The Scottish Government has provided a model tenancy agreement for PRTs, of which we are using a modified version for Clan Gordon tenancies. The PRT agreement is a stand-alone document, meaning that the complicated pre tenancy notices – for example the AT5 – which had to be signed as part of a Short Assured Tenancy are no longer required. Tenants are now given just the tenancy agreement and the accompanying easy read notes to sign when beginning a tenancy. Although the two combined create a lengthy document, the process is considerably more straightforward for tenants than it was under the old regime.
Tenancy paperwork can now be signed and saved electronically by tenants and guarantors from the comfort of their own home. This has made a considerable difference in streamlining the signing of paperwork, allowing multiple tenants to read and sign the paperwork when it is convenient for them, instead of trying to coordinate a time when everyone is available to sign in person.
Signing electronically also means that tenants can take more time to ensure that they have read and understood the paperwork, without the pressure of a letting agent or other tenants being present. Clan Gordon tenants with any questions regarding the tenancy agreement can phone or email Hannah, who will be happy to talk them through the paperwork.
Less marketing time
Tenants with PRTs who want to move out are now only required to give 28 days’ notice, rather than two months as was standard for Short Assured Tenancies, meaning less marketing time to line up new tenants before they vacate. So far this has not been an issue for us – the only PRT that we have re-marketed let quickly with no void period – however, it could potentially create void periods for landlords and letting agents going forward, especially with larger and more expensive properties, which can take longer to let.
Student lettings is one area where we are yet to see the full affect of the PRT. Student tenancies traditionally run from September to May/ June, covering term time, and freeing up properties for the summer months. This arrangement tends to be mutually beneficial for landlords, who can use the property for lucrative short-term summer lets, and tenants, who can go home for summer.
Under the PRT student tenants will have no initial fixed term, meaning that they can give notice to move out at any point during the year. This will potentially result in properties specifically let to students becoming available later in the year, if tenants move out during term time, when there is unlikely to be students looking for properties to replace them, creating void periods for landlords.
Landlords will also have less control over their property being available for summer short term lets – especially lucrative for Edinburgh landlords during the Festival in August – as tenants can continue their tenancy for summer if they wish.
The majority of current student tenancies started in Autumn 2017, before the 1st December introduction of the PRT, so it won’t be until later this year that we will see how this market will operate under the new regime.
In our 2018 Landlord Satisfaction Survey we asked our landlords how likely they would be to improve their property if we were to make recommendations, only 3% of landlords said that they would be unlikely to do so.

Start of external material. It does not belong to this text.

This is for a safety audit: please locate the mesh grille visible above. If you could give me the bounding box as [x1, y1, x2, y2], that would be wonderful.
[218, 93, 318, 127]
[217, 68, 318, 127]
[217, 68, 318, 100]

Although not directly linked to the introduction of the PRT, this suggests that landlords are realising that providing and maintaining high quality homes for tenants is key to longer tenancies.
Although it is still early days for the PRT, changes to the Edinburgh lettings market have, so far, not been drastic. We have not seen a significant number of tenancies ending within the first six months, and neither have we had a mass exodus of landlords selling their properties. For now, the market remains relatively stable, although this may change as landlords and tenants gradually become more aware of the PRT and what it means for them.